Setelah cukup rebahan kami memasak makanan dan kemudian kembali turun. Sambil berjalan turun aku menahan rasa nyeri di bagian kaki kananku, hingga aku menyeretnya karena aku tidak mampu kalau harus berjalan seperti biasa, beruntungnya kedua temanku peduli dengan keada’anku jadi sering kali kami berhenti untuk istirahat di sembarang tempat.

Sekitar pukul 4 sore akhirnya kami sampai kembali di Ranu kumbolo, sesampai disitu kami memutuskan untuk menginap semalam lagi, yaa itung-itung untuk istirahat agar besok kembali fit.

Sore itu suasana Ranu kumbolo sangat memanjakan mata, warna-warni tenda pendaki membuat danau ini semakin memanjakan mata. Ke’esokan harinya sekitar jam 8 pagi kami kembali turun.

Di perjalanan turun itu aku masih menahan rasa nyeri di bagian kaki kananku, sesampai di pos 4 aku teringat tentang pendaki wanita yang sudah menolongku kemarin,

“Apa benar itu adalah dia? Tapi kenapa bisa dia menolongku dan kenapa dia mengenakan baju serba putih?”.

Iseng-iseng aku bilang pada kedua temanku,

“Bro, cewek kemarin yang sakit disini gimana ya kabarnya?”. Dani menjawab,

“Udah tidur cantik dirumah kali bro, kenapa? Cantik ya?”

Mendengar kata-kata tidur cantik aku jadi berfikir,

“Apa jangan-jangan dia?”.

Tapi enggak lah, meskipun aku tidak tau namanya tapi dalam hati aku mendo’akannya semoga dia selalu diberi kesehatan oleh yang maha kuasa.

Kamipun lanjut berjalan turun hingga sampai kembali di Ranu pani sekitar jam 12 siang dan kami beranjak pulang ke Jombang.

Pendakian ini akan selalu terkenang sepanjang hidupku, sebuah perjalanan hidup dan mati.

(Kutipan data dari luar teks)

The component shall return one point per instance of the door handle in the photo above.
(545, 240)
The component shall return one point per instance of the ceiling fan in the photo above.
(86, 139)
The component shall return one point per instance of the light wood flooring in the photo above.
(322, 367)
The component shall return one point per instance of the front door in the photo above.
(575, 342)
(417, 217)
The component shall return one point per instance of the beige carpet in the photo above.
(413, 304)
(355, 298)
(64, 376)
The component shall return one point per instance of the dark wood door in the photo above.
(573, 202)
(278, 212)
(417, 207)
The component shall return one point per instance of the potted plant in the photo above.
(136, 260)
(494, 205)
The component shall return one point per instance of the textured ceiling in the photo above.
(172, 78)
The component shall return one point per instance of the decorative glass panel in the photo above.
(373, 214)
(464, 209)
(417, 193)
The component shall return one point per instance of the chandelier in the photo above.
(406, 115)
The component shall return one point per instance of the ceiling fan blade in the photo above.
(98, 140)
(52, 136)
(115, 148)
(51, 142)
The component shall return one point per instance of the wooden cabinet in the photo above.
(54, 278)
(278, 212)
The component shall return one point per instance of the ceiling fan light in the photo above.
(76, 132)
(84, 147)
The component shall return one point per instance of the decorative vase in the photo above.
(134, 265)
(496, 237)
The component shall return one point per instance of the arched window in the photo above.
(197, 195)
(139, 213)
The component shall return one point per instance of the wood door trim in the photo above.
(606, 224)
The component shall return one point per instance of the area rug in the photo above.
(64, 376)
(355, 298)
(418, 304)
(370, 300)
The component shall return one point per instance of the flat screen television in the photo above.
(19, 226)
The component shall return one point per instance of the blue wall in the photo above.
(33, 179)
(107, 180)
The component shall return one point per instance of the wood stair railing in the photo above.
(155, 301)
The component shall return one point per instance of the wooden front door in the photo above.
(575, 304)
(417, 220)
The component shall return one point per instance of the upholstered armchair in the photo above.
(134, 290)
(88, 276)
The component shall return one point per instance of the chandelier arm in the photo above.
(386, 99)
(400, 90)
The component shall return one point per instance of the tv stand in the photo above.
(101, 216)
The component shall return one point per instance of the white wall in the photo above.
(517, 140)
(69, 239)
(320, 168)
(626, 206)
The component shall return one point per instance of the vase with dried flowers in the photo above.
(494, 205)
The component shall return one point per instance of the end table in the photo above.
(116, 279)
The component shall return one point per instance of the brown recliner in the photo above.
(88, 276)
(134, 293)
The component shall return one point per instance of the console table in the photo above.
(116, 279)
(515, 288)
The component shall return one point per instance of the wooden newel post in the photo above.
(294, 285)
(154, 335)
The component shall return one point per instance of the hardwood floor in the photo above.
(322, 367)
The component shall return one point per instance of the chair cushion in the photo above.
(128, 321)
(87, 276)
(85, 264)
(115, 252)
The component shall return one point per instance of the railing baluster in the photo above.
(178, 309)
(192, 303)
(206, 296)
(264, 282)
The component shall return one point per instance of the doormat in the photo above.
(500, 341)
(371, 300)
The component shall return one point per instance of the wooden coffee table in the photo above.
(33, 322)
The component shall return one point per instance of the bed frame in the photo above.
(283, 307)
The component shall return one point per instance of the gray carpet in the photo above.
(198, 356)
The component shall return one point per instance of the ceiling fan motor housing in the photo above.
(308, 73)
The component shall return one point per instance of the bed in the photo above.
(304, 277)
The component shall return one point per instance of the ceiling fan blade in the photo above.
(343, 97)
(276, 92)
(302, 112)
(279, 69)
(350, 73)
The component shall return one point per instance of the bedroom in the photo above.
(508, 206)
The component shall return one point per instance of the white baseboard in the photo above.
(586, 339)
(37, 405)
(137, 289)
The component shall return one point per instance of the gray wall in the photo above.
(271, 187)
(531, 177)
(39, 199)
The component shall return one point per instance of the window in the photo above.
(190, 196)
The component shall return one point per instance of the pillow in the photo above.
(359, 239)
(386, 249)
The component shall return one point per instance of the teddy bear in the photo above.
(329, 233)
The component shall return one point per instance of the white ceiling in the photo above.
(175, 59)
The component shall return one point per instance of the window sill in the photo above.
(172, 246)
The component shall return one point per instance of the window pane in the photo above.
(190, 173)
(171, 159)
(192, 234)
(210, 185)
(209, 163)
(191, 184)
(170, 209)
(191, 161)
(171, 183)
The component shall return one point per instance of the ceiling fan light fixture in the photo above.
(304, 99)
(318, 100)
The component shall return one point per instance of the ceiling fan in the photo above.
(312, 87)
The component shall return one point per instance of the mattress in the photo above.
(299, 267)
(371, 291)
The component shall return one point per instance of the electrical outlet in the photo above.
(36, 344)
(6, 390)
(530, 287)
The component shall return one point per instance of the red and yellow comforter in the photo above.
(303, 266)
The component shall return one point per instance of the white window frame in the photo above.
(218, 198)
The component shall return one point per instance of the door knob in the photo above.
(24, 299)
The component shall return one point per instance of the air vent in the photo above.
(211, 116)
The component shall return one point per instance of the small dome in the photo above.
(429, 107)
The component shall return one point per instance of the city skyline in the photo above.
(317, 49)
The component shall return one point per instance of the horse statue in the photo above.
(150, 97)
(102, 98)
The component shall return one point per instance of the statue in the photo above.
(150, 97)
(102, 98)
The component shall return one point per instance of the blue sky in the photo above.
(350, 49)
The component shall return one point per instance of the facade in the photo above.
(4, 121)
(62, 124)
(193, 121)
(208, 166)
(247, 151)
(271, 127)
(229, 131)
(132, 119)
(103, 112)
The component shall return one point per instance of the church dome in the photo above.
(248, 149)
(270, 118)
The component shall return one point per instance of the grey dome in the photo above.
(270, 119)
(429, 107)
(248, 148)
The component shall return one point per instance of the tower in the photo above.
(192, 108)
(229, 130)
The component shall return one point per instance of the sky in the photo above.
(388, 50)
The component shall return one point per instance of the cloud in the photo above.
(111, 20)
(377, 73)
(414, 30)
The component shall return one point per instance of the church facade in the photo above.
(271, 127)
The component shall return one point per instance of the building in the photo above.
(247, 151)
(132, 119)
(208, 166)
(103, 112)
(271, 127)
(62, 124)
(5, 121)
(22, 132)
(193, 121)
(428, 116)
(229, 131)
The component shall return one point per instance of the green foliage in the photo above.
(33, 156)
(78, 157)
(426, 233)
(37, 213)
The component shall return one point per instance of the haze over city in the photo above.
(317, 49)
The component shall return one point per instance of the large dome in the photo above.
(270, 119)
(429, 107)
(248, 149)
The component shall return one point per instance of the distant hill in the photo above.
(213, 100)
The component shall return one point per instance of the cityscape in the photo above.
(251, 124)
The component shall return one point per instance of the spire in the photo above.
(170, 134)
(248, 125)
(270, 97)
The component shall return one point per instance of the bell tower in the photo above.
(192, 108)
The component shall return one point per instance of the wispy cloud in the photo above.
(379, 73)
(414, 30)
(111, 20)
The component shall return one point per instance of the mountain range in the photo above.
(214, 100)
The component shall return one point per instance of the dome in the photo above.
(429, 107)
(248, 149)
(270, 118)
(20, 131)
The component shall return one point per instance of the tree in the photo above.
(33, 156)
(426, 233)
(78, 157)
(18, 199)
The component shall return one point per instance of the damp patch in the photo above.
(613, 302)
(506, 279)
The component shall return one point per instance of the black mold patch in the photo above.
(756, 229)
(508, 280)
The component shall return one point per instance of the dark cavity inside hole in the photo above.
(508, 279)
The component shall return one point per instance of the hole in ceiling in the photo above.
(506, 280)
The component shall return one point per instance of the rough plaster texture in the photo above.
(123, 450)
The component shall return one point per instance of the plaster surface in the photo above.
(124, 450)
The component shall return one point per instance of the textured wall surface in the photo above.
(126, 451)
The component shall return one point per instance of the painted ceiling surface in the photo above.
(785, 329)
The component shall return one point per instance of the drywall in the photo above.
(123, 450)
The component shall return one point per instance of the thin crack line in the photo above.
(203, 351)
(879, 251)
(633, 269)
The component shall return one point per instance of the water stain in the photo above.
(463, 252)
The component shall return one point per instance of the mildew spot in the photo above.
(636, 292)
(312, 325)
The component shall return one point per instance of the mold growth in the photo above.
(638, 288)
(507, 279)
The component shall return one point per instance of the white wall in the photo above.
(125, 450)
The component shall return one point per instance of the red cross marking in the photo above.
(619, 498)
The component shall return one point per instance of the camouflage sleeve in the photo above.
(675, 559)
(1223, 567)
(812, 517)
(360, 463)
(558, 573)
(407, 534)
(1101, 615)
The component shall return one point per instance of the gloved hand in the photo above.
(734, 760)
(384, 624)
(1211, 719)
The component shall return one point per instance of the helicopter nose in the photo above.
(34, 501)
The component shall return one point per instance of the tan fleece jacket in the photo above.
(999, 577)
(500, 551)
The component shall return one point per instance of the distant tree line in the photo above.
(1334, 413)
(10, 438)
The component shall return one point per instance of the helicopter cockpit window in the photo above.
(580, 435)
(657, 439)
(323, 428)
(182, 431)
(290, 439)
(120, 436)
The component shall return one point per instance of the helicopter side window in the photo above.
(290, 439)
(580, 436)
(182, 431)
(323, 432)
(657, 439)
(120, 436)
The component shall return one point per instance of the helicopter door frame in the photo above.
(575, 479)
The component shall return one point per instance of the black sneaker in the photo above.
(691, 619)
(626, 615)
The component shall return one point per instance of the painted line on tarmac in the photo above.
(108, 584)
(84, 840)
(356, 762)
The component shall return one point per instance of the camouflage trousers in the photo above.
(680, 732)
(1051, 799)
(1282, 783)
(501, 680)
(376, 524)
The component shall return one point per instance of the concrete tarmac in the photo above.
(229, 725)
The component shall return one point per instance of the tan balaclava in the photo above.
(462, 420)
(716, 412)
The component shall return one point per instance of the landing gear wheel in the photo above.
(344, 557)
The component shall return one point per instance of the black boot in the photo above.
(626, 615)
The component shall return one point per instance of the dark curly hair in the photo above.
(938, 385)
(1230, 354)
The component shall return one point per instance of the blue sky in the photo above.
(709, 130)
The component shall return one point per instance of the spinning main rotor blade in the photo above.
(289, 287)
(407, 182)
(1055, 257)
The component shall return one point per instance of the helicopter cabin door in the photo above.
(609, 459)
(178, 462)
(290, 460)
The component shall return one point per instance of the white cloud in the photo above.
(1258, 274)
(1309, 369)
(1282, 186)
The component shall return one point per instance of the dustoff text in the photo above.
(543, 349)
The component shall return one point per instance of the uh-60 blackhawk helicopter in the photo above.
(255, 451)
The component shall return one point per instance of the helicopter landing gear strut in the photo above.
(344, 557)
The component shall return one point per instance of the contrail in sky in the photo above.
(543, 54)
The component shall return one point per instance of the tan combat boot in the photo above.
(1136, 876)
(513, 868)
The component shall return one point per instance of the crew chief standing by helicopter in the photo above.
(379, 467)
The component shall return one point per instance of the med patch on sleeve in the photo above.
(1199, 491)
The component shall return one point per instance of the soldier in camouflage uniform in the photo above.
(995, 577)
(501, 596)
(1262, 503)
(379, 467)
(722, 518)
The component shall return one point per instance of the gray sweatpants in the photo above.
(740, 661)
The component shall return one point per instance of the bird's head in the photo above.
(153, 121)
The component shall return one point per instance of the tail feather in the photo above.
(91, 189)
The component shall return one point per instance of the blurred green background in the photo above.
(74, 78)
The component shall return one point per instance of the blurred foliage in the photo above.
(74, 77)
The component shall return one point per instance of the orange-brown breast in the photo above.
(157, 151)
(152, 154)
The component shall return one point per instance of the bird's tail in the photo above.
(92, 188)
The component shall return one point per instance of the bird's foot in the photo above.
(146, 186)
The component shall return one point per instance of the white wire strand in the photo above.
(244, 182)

Mungkin sebagian orang akan mengira bahwa kedua temanku itu egois karena tidak memperdulikan keada’annku waktu itu tapi aku tidak menyalahkannya karena itu adalah Mahameru, orang-orang akan berjuang hidup untuk dirinya sendiri-sendir, disa’at kita kelelahan disa’at itu juga mereka mungkin lebih kelelahan dan kalaupun ada yang rela membantu ketika kita kelelahan kita berhutang budi banyak kepadanya.